Klein Dytham Architecture has completed a sprawling “village” of shops, restaurants and co-working space within Amanda Levete’s recently completed Central Embassy complex in Bangkok, Thailand.
Perched 50 metres above Bangkok in Amanda Levete’s sharply pointed 37-storey retail and hotel tower, Open House is a 4,600-square-metre, double-height leisure space that comprises fourteen restaurants and bars, an art gallery, a bookstore, a co-working space and a children’s area.
“Today’s mega cities – especially in Asia – have turned their back on the people who visit, live and work in them,” explained the Tokyo-based firm. “People are either working, shopping, eating or in transit between spaces. There is nowhere to pause, take a breath, sit or simply get back in control of your senses, especially in the stifling heat of Bangkok.”
“Open House was seen very much as the antidote to this – it is an oasis, a getaway – a place where you can feel at home.”
In order to make the space easily navigable, Klein Dytham developed a series of towers for each of the space’s fourteen restaurants. Functioning like “totems”, the towers make the restaurants clearly visible from a distance, while also hiding messy kitchen hoods and ventilation ducts.
Each tower is clad in a unique timber fretwork pattern, which is reflected in mirrored panels that are mounted on the ceiling around each tower.
Elsewhere, 9,600 leaves have been hand painted onto the ceiling over the course of six weeks to create a huge art work. Inspired by the Central Embassy’s leafy surrounds (it overlooks the British Embassy complex on one side and green treetops on the other) the architects came up with the hand-painted mural as a way of bringing the greenery inside.
“We suggested that the whole of Open House stay under a huge canopy of leaves,” explained the architects. “To achieve this and reduce the impact of the extensive white ceiling, we devised a pattern of leaves that spreads across the whole space.”
Instead of occupying one box-like retail unit, Open House’s bookstore weaves its way throughout the entire Open House space. A tall book shelf has been installed at one end of the space, while a large double-height library wall wraps around the other.

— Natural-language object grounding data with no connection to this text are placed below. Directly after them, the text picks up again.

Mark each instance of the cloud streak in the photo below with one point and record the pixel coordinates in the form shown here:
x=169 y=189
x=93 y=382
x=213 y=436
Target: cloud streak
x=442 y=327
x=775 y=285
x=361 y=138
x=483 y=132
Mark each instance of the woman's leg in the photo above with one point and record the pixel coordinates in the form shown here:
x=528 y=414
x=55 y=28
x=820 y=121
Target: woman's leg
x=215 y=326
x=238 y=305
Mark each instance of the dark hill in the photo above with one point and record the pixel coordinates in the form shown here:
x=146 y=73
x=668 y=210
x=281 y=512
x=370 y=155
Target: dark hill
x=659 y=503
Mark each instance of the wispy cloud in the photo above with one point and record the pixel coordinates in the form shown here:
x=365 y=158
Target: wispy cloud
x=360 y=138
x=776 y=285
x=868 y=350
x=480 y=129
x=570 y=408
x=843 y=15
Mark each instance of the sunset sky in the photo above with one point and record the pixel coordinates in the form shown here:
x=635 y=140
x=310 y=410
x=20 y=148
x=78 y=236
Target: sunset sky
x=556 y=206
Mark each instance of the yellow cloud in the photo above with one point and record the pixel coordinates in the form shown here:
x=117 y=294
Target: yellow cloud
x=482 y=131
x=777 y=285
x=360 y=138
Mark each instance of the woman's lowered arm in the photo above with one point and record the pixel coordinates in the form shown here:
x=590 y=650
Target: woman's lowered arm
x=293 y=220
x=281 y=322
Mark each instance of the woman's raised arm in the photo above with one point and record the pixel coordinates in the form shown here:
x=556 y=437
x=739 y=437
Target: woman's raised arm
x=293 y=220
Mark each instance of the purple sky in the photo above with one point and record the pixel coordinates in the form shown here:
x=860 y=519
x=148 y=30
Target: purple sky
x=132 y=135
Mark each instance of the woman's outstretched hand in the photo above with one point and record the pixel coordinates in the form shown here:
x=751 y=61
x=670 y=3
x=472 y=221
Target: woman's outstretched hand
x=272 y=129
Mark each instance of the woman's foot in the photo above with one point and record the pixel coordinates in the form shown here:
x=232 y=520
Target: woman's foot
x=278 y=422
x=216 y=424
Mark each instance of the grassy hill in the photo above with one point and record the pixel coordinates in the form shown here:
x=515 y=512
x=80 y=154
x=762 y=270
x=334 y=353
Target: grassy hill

Smaller book shelves with integrated seating are scattered throughout, blending into the bar and restaurant spaces so people can browse at their leisure.
“In a world dominated by online book sales, highly curated bookstores like this, which focus on Asian art and culture, are becoming increasingly important and popular now that the physical browsing experience is everything,” said the architects.

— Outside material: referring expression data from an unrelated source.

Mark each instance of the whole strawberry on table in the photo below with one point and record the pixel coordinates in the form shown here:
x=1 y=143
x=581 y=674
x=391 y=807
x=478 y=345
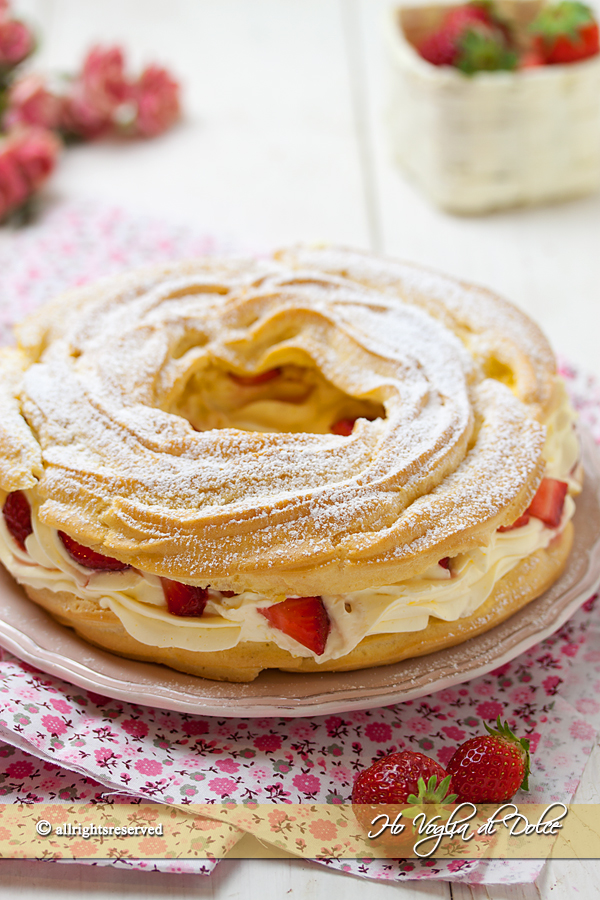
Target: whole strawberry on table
x=488 y=768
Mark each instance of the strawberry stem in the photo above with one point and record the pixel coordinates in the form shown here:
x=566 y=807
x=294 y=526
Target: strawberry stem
x=504 y=731
x=432 y=792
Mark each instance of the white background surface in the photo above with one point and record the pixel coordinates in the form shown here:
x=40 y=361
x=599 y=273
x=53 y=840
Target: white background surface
x=284 y=140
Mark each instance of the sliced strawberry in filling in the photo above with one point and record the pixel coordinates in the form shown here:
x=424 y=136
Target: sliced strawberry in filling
x=253 y=380
x=548 y=502
x=518 y=523
x=304 y=619
x=343 y=427
x=89 y=558
x=17 y=515
x=184 y=599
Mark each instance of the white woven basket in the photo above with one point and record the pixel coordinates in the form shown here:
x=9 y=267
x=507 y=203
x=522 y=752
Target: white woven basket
x=495 y=139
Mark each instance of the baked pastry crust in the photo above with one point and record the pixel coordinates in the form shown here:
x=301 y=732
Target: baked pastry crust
x=133 y=414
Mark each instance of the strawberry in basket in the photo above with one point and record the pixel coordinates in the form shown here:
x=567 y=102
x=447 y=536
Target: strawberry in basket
x=565 y=32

An “art tower” topped by a tree-lined lookout point is located directly under the building’s main roof light. Inside, a small gallery forms an intimate space for art exhibitions.
On the outside, the tower is equipped with illuminated display shelves for future art exhibitions and installations.

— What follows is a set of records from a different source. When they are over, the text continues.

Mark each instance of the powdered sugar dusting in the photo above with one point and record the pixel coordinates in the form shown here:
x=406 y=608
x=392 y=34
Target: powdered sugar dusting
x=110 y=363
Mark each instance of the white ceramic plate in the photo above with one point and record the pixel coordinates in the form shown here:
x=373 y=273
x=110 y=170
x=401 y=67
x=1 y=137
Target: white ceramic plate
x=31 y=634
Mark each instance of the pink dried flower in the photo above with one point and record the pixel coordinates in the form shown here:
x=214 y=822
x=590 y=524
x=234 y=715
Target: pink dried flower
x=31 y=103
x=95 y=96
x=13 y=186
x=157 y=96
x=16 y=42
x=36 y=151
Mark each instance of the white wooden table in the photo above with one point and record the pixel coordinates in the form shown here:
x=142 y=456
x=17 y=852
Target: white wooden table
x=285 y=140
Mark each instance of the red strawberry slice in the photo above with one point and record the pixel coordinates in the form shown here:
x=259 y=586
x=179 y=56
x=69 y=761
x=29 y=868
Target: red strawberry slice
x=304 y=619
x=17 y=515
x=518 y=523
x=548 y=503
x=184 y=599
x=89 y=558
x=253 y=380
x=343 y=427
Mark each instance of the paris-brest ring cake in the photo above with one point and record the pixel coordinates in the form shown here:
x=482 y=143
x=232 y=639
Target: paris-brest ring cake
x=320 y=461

A programme of talks, book signings and culinary workshops has been devised to attract visitors up to the space. For these occasions, a stepped seating area provides space for an audience.
Behind the book wall, a quiet co-working space called the Greenhouse offers a suite of meeting rooms as well as secluded space for working. Here, food and drinks can be ordered from the space’s restaurants and delivered to your desk.
The 35 storey Central Embassy project, designed by Amanda Levete’s studio AL_A fully opened in May 2017.
The aluminium tile-clad tower is set in the former gardens of the British embassy in Bangkok and hosts a luxury shopping centre at podium-level and the five-star Park Hyatt hotel across its upper floors.